Just saw an ad for a lock you can open from your phone. Does this seem like a super terrible idea? It’s made in China so maybe easy to hack or has a backdoor, the WiFi could be picked up from a car outside, and uses batteries so you could possibly be locked outside if they suddenly went dead and weren’t able to warn the user ahead of time. I realize a properly setup router should keep the WiFi safe, but I’d imagine as these go more mainstream hackers would see this as a really fun thing to crack and take advantage of.
Electronics companies are not physical security companies, so even if they made the software and hardware secure (which they didn’t), the physical locks usually have some easily exploitable weaknesses, because that part just isn’t in their wheelhouse.
WiFi door locks have been around for years, and there are tons of different makes and models.
Here’s a Wirecutter roundup of the ones they think are the best.
Uh…major lock manufacturers have been making smart locks for years.
Yale, Schlage, etc…
They’re fine, someone would need your login to the lock app to open remotely. Many of them only work with directional bluetooth also, and they all have some sort of backup in case the battery dies, usually a physical key.
Smart locks are a great idea if you are an AirBnB host, or frequently have guests over. You can give someone a temporary code, or enable their phone to work via bluetooth and then revoke permission whenever you want.
They’re not perfect, though.
But neither are regular door locks. In fact, nearly all common door locks can be trivially picked by someone who has the right tools and knowledge. Like picked as in 3 seconds and you’re in.
In short, your door lock is not the thing that’s keeping thieves out of your house.
I was referring to the cheaper Chinese ones I thought were being referenced in the original post. There are definitely some okay ones that exist from major manufacturers.
Oh, fair enough. I would not personally buy anything from China that connects to my network.
I’m not sure it’s even possible to get anything with chips that has no parts manufactured in China.
Correct, that is not possible. Even the Raspberry Pi has parts from the PRC these days.
Very interesting. I’m not getting one, but very curious how safe and secure they really are. But yes in the grand scheme of things, normal locks are easy to compromise.

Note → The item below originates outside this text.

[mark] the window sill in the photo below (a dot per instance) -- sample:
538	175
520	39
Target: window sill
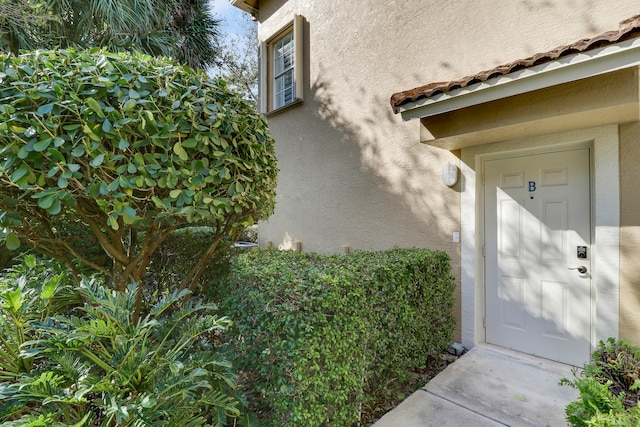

There are a few locks that aren’t easily bumpable, but they’re not cheap and neither are the keys. Some of those are stillvulnerable to drilling, though, if noise isn’t a big issue.
I am not a locksmith and might have been lied to by one.
With a couple simple tweaks, even cheap locks can be hardened against attacks. Your doors and windows are your weak spots.
Just keep your eye out for tripod mounted laser trucks and you should be fine.
I’ve been using a Z-wave / Internet-connected Schlage smart lock for five years now. I got some early negative comments from some friends / family, “Someone could hack you and open your door!”
Well, guess what? Someone could throw a rock through one of my patio doors and walk right it, and it would take a lot less skill than hacking my lock. As a former first responder who saw many a door be taken down by the fire department, a good solid kick or a judicious pry-bar usually just tears the frame away from the wall, too. So, yeah, home door locks are a social construct. They’re really just there to keep out the casual intruder. Any determined person is going to get into your house, unless you’re very, very paranoid and have things like iron bars across all windows, reinforced steel door frames, etc…
So, yeah, get whatever makes your life most convenient (and The Wirecutter recommends). Internet of Awesome! :P
I would certainly have purchased and installed a smart door lock myself, if I didn’t have a unusual and extremely beefy NYC lock that wasn’t compatible (“jimmy proof”, if anyone’s curious) and a solid steel door. They’re great.
Doorbell, too. Can’t do that either, unless I want a battery-powered one and screw that noise.